The FFIEC IT Examination Handbook (IT Handbook), "Retail Payment Systems Booklet" (booklet), provides guidance to examiners, financial institutions, and technology service providers (TSPs) This booklet uses the terms "institution" and "financial institution" to describe an insured bank, savings association, and credit union, as well as TSPs providing services to a financial institution. on identifying and controlling risks associated with retail payment systems and related banking activities. This booklet references specific services and brand names including those trademarked by their respective companies. These references are intended solely to provide a retail payment systems overview and should not be construed as an FFIEC endorsement of any product or service noted herein.
Financial institutions accept, collect, and process a variety of payment instruments and participate in clearing and settlement systems. In some cases, financial institutions perform all of these tasks. However, independent third parties are increasingly involved in this process, introducing new risks that affect the security of financial institutions. Financial institutions, acting either in consortiums or independently, remain the core providers to businesses and consumers for most retail payment instruments and services. Federal government-affiliated providers and operators, such as the Federal Reserve Banks (Reserve Banks), also compete with numerous financial institutions and private sector firms in providing various services in support of retail payments.
Recently, a number of new payment instruments have emerged that are largely or wholly electronic. Electronic payment systems offer efficiency gains by allowing for rapid and convenient transmission of payment information among system participants. However, the emergence of a new payment mechanism can also enable the rapid propagation of fraud, money laundering, and operational disruption if data is compromised. Another trend associated with emerging payments is the increased participation of nonbank third parties in retail payment systems and a lengthened transaction chain, which may increase risk in payment processes. Management of retail payments risk is increasingly difficult and requires diligent oversight of third-party service providers.
Much of the guidance in this booklet, involving traditional retail payment systems, has not been revised significantly because of the maturity of these systems in the product life cycle. Mature payment systems are better understood, whereas emerging payment systems require a closer look to better understand the risks and associated controls. New guidance is offered for remotely created checks (RCCs), electronically created payment orders, automated clearing house (ACH) transactions, The Check Clearing for the 21st Century Act (Check 21), www.ffiec.gov/exam/check21/. and Merchant Card Processing due to recent developments in these areas. Also, this booklet includes a new section that covers some emerging technologies in retail payment systems. Additional emphasis is placed on the need for improved operational, credit, legal, and compliance risk processes for retail payment products, especially for the deployment of remote and Internet-based check and ACH capture systems.
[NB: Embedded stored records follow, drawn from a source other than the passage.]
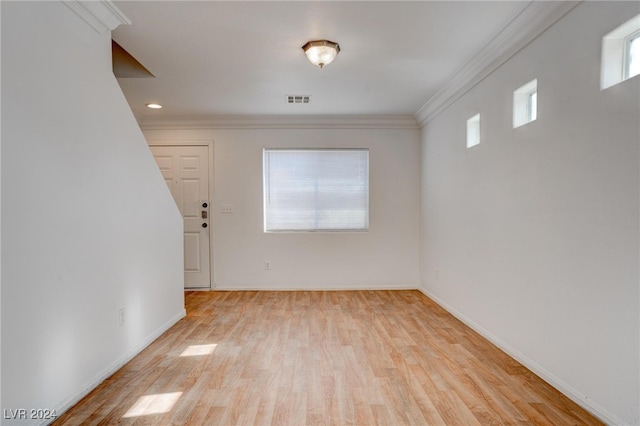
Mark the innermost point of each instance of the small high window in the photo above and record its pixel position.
(473, 131)
(525, 104)
(632, 55)
(621, 54)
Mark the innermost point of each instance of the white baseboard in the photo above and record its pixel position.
(109, 371)
(341, 288)
(540, 371)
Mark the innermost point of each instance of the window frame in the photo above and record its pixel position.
(524, 110)
(628, 40)
(267, 179)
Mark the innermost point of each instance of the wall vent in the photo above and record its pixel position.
(298, 99)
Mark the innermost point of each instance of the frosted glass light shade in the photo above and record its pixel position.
(321, 52)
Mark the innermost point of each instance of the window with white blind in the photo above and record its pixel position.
(316, 190)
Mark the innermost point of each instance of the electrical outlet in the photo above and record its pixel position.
(121, 317)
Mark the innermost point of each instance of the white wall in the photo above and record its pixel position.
(384, 257)
(535, 231)
(88, 225)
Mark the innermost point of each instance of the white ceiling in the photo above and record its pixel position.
(230, 58)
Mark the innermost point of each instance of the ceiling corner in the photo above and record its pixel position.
(101, 15)
(534, 19)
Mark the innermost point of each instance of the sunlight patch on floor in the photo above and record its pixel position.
(199, 350)
(153, 404)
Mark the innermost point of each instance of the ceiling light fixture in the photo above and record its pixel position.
(321, 52)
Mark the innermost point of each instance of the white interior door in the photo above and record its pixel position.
(186, 171)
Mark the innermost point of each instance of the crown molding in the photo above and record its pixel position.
(532, 21)
(100, 15)
(281, 122)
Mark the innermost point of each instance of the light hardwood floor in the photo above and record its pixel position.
(322, 358)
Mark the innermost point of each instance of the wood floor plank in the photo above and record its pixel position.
(322, 358)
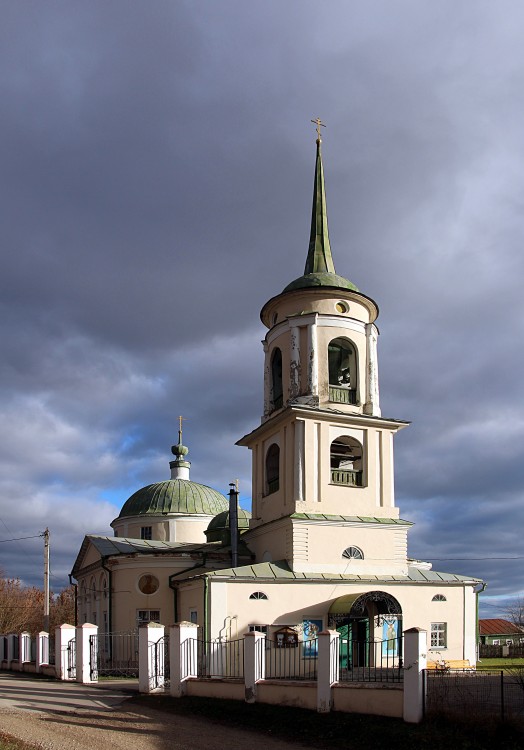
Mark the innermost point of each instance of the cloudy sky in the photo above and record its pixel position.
(156, 177)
Examination guidance for Retail Payment Systems is provided in three sections, followed by examination procedures, a glossary, and references:
- Retail Payment Systems Overview-The first section of the booklet presents an overview of retail payment systems, grouping retail payment instruments in various categories, including: checks, card-based electronic payments, and other electronic payments, such as person-to-person (P2P), electronic benefits transfer (EBT), and ACH.
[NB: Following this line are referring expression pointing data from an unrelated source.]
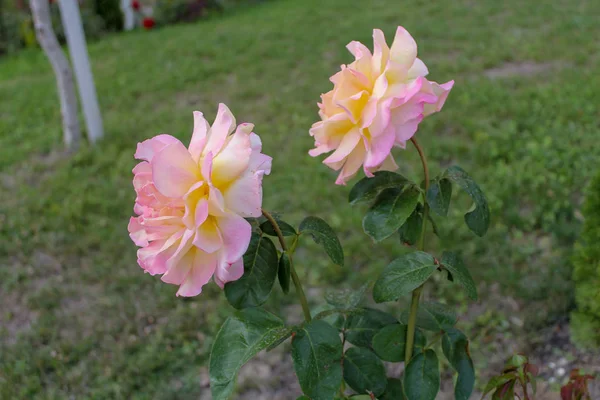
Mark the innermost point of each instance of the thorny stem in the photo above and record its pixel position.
(414, 304)
(295, 278)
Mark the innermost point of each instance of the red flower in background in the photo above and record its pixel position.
(148, 23)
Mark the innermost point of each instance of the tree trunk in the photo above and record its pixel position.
(62, 70)
(71, 18)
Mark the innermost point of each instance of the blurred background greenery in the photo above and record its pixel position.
(80, 319)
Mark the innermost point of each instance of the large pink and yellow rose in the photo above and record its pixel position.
(191, 202)
(377, 102)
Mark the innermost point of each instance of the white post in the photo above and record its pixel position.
(129, 17)
(69, 11)
(62, 70)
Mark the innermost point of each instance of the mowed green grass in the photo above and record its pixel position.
(80, 319)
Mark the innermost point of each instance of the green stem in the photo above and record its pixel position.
(414, 304)
(295, 278)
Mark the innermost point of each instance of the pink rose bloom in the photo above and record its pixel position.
(377, 102)
(191, 202)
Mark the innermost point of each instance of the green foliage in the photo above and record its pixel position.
(285, 228)
(367, 189)
(439, 195)
(364, 371)
(390, 211)
(478, 220)
(390, 342)
(240, 338)
(317, 355)
(432, 317)
(455, 266)
(361, 326)
(260, 271)
(585, 321)
(517, 372)
(403, 275)
(422, 376)
(346, 298)
(394, 390)
(529, 148)
(411, 230)
(322, 234)
(283, 272)
(456, 349)
(111, 14)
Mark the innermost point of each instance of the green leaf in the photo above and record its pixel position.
(438, 196)
(346, 298)
(239, 339)
(317, 354)
(477, 220)
(456, 349)
(260, 271)
(286, 229)
(403, 275)
(394, 390)
(498, 382)
(411, 230)
(422, 377)
(390, 342)
(453, 263)
(390, 211)
(516, 361)
(364, 371)
(505, 392)
(323, 234)
(284, 272)
(432, 317)
(368, 188)
(436, 231)
(333, 316)
(361, 327)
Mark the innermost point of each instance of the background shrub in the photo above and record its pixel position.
(586, 273)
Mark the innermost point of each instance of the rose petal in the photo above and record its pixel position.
(404, 48)
(201, 128)
(229, 273)
(174, 171)
(148, 148)
(223, 126)
(202, 269)
(233, 159)
(236, 233)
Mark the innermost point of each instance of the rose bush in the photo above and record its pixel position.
(377, 102)
(191, 202)
(199, 215)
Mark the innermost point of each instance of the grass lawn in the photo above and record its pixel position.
(80, 319)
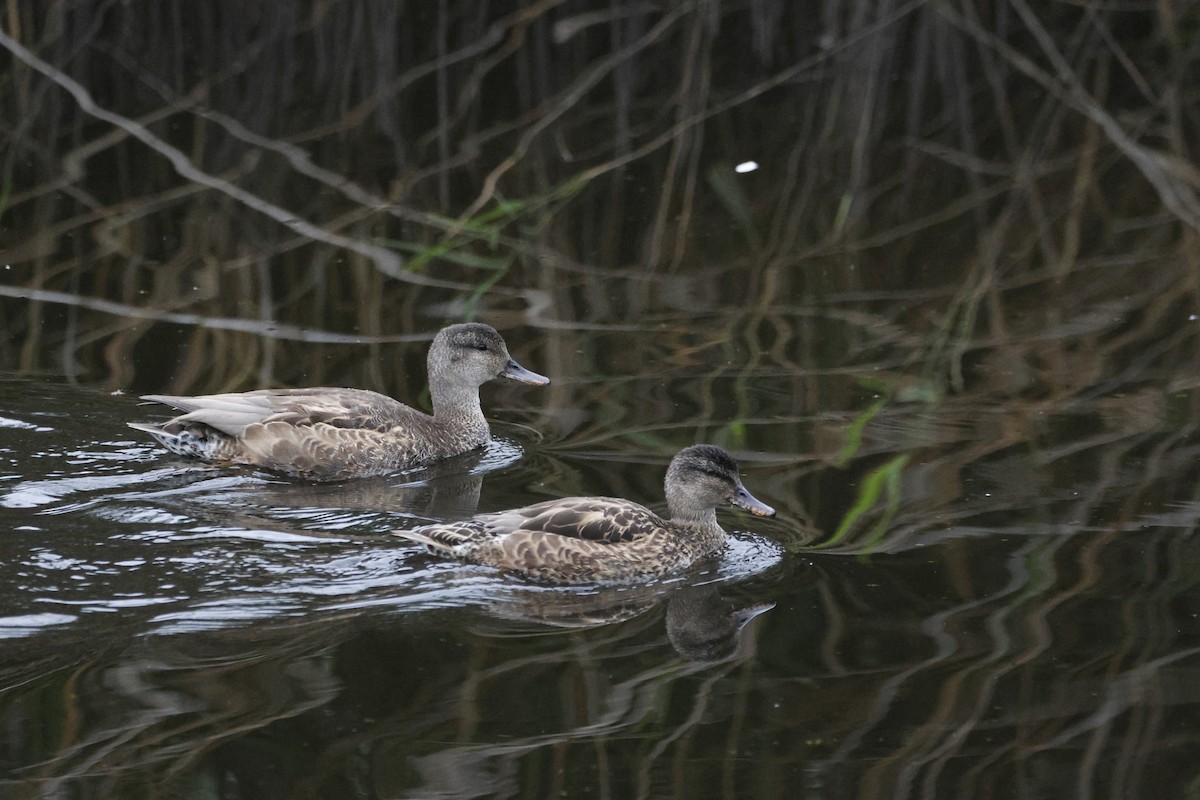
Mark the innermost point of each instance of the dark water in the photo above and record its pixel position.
(172, 627)
(949, 326)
- Payment Instruments, Clearing, and Settlement-The second section of the booklet describes the retail payment system instruments typically offered by financial institutions and the roles of various payment system participants, including third parties. Diagrams showing the typical payment flows and clearing and settlement arrangements for each of the retail payment instruments described are also included. See "Nonbanks in the Payments System," March 6, 2003, and "A Guide to the ATM and Debit Card Industry," April 7, 2003, describing payment flows and clearing and settlement arrangements at: www.kansascityfed.org/home/subwebnav.cfm?level=3&theID=10724&SubWeb=10658#2003.
- Retail Payment Systems Risk Management-The third section describes the risks associated with various retail payment systems and instruments, using the regulatory risk categories: reputation, strategic, credit, liquidity, settlement, legal/compliance, and operational/transaction risk. This section also presents the risk management practices financial institutions should implement in order to mitigate the risks described, and it concludes with specific controls appropriate to a number of retail payment instruments. Management action summaries for selected risks and functions are also included in this section, providing a snapshot of the risks and risk management practices described in the text.
This booklet includes a number of references to other IT Handbook booklets, including "Information Security," "Business Continuity Planning," "Audit," "Outsourcing Technology Services," "Electronic Banking," and "Wholesale Payment Systems." Also, there are references to FFIEC guidance for Bank Secrecy Act examinations that are relevant to retail payment systems and for Check 21. In addition to describing the IT risks and controls, the booklet also discusses certain credit and liquidity risks that may also be present when providing retail payment services. A full review of a particular financial institution's retail payment system environment will require an interdisciplinary team of examiners with experience in operational, credit, liquidity, and compliance risks.
Examiners should use the examination procedures for evaluating the risks and risk management practices at financial institutions offering retail payment system products and services. These procedures address services and products of varied complexity; therefore, examiners should adjust the procedures, as appropriate, for the scope of the examination and the risk profile of the institution. The procedures may be used independently or in combination with procedures from other IT Handbook booklets and agency-specific handbooks and guidance documents.